Mates’ Crates: Nico Gomez and His Afro Percussion Inc. – Lupita

Mates’ Crates, a series headed up by our friend Andrei Sandu, dives into the tales behind records and digs deeper into our connections to music. This time, Afro-Cuban funk via Central Europe with “Lupita” by Nico Gomez. 

Label: Mr. Bongo (originally Omega International) | Year: 2000 (originally 1971) | Discogs: Mr. Bongo – Brazilian Beats

I’ve tended to avoid compilations in the past, favouring the “real deal” for reasons I can’t explain and my wallet doesn’t appreciate.  Digging in Hoxton’s LoveVinyl last week, though, I came across something quite simply too good to be true.

As a collection of so many of my favourite tracks, it felt like the first edition of Mr. Bongo’s Brazilian Beats should have been right in front of me all along. I’ll try my best to stick to just one here, but I can’t encourage you enough to listen through all eighteen of the beautiful pieces of music on this double LP.

Performed by Nico Gomez And His Afro Percussion Inc., “Lupita” is a high-energy dancefloor heater that’ll get you dancing every kind of way. When you hear the name Nico Gomez, I suspect you weren’t picturing a Dutch-Belgian man named Joseph van het Groenwoud. (Neither did you picture a Dutch man called Bastian Bron when you first heard Fatima Yamaha’s “What’s A Girl To Do”, but let’s save that story for another time).

Born in 1925 in Amsterdam to a Dutch Father and a South American mother, van het Groenwoud spent his youth in the Caribbean. After briefly returning to the Netherlands, he fled to Belgium in 1946 to escape from serving in the Dutch army in Indonesia. Inspired by his love for Cuban music, he soon changed his name to Nico Gomez. Incidentally, Gomez’s son Raymond van het Groenwoud is one of Belgium’s most popular singers.

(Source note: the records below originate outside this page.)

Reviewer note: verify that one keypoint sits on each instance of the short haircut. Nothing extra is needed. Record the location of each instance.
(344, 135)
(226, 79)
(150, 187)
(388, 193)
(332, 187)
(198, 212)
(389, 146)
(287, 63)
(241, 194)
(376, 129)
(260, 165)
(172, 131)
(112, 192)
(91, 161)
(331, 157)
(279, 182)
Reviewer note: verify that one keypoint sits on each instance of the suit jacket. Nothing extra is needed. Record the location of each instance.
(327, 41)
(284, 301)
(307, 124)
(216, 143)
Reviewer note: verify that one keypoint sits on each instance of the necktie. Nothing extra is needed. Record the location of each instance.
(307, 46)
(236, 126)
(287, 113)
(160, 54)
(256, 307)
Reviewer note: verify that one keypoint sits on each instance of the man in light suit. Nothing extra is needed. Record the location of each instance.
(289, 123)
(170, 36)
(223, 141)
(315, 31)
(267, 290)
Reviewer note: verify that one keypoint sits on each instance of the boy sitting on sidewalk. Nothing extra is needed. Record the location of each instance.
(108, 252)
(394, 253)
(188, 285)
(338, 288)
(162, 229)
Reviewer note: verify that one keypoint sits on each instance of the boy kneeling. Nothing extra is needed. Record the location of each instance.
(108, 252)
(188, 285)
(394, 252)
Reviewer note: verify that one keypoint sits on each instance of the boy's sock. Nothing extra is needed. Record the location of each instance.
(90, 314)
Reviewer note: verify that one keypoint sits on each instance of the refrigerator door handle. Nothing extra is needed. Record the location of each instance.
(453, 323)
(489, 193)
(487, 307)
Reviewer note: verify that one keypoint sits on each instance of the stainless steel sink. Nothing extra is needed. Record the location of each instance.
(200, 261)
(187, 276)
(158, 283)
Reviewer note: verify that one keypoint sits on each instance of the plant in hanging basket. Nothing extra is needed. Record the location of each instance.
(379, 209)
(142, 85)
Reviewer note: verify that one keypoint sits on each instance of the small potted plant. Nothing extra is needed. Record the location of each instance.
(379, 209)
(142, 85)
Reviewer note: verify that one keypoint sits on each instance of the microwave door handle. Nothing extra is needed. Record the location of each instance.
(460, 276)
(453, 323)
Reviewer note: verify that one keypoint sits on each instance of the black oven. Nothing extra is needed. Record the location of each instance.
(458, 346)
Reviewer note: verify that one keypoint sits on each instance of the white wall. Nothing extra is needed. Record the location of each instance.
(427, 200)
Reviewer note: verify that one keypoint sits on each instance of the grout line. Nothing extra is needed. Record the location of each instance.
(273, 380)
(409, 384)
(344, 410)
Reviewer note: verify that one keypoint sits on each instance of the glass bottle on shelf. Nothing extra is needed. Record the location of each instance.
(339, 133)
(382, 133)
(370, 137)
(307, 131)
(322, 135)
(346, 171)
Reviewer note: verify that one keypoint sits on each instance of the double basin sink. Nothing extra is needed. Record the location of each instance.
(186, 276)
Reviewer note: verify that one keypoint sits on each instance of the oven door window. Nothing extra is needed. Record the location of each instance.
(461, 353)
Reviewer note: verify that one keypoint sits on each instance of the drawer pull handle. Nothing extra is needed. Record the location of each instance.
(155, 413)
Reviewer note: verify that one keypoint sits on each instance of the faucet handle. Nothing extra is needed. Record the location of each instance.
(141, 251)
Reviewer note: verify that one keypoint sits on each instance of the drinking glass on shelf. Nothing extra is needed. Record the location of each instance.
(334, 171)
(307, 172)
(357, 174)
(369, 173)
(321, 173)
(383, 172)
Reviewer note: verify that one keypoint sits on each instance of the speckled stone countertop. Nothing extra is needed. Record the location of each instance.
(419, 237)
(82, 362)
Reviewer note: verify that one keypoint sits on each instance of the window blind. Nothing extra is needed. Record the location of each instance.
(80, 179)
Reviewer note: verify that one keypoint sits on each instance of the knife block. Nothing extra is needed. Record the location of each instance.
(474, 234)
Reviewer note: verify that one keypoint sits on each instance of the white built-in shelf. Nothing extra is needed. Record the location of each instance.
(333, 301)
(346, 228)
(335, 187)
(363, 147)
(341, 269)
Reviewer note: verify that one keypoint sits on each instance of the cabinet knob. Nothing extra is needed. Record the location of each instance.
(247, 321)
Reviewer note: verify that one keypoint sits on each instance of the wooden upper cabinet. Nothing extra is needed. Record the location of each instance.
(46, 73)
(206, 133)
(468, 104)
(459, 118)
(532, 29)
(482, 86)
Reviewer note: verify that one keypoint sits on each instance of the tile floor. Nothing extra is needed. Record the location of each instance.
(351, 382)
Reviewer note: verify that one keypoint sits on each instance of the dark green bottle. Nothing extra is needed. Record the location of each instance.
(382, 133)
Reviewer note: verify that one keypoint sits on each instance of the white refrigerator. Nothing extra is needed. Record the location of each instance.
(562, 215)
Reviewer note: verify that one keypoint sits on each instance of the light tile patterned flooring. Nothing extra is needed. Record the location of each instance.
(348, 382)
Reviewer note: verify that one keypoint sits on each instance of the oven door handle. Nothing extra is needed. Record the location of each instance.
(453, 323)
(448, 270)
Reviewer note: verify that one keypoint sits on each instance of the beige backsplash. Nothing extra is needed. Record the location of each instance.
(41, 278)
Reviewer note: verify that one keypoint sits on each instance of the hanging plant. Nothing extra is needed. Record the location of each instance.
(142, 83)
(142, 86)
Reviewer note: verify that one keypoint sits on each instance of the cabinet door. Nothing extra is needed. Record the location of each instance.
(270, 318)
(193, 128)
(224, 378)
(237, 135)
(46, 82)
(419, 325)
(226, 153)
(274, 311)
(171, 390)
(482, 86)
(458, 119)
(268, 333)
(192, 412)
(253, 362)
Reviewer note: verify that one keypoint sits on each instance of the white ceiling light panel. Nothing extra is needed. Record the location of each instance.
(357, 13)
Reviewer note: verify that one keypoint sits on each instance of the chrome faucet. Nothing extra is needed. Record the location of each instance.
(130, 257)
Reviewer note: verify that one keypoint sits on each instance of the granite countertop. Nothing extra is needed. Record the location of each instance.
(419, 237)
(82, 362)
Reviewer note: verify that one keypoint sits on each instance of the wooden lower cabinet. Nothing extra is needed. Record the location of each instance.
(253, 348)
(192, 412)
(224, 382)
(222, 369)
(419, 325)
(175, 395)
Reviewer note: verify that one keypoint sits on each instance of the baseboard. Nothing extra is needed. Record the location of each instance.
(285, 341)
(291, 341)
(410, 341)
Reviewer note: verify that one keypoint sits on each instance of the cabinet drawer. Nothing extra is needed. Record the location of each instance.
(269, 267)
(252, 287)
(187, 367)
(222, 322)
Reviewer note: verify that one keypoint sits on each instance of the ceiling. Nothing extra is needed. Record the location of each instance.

A talented guitarist with an uncommon knowledge of South American music, he performed as part of several Dutch-Belgian orchestras before forming his own. As is so often the case, the group’s music has been periodically rediscovered, reissued and (re)introduced to new generations.

“Lupita” is a cover of the 1954 track “Mambo Lupita” by legendary Cuban bandleader Perez Prado. Widely regarded as the King of Mambo, he released “Mambo No. 5” the same year (Lou Bega will have to settle for the title of “prince”, at best). Not to be ‘that guy’, but I prefer “Mambo No. 8“, recorded two years later.

I couldn’t find any information on whether Gomez’ musicians were also Dutch-Belgian, but the group wouldn’t be unique in this regard. As I wrote here, samba disco trio “Two Man Sound” (best known for “Que Tal America“) were also Belgian, as were The Chakachas (featured on GTA V, GTA San Andreas, and Kendrick Lamar’s “Backseat Freestyle”). Indeed, Gomez wrote The Chakachas’ “Ay Mulata“.

It hurts my head a bit to realise that I came across this Afro-Cuban track performed by a Dutch musician on a Brazilian compilation by an English record label. But I think that’s OK. Enjoy.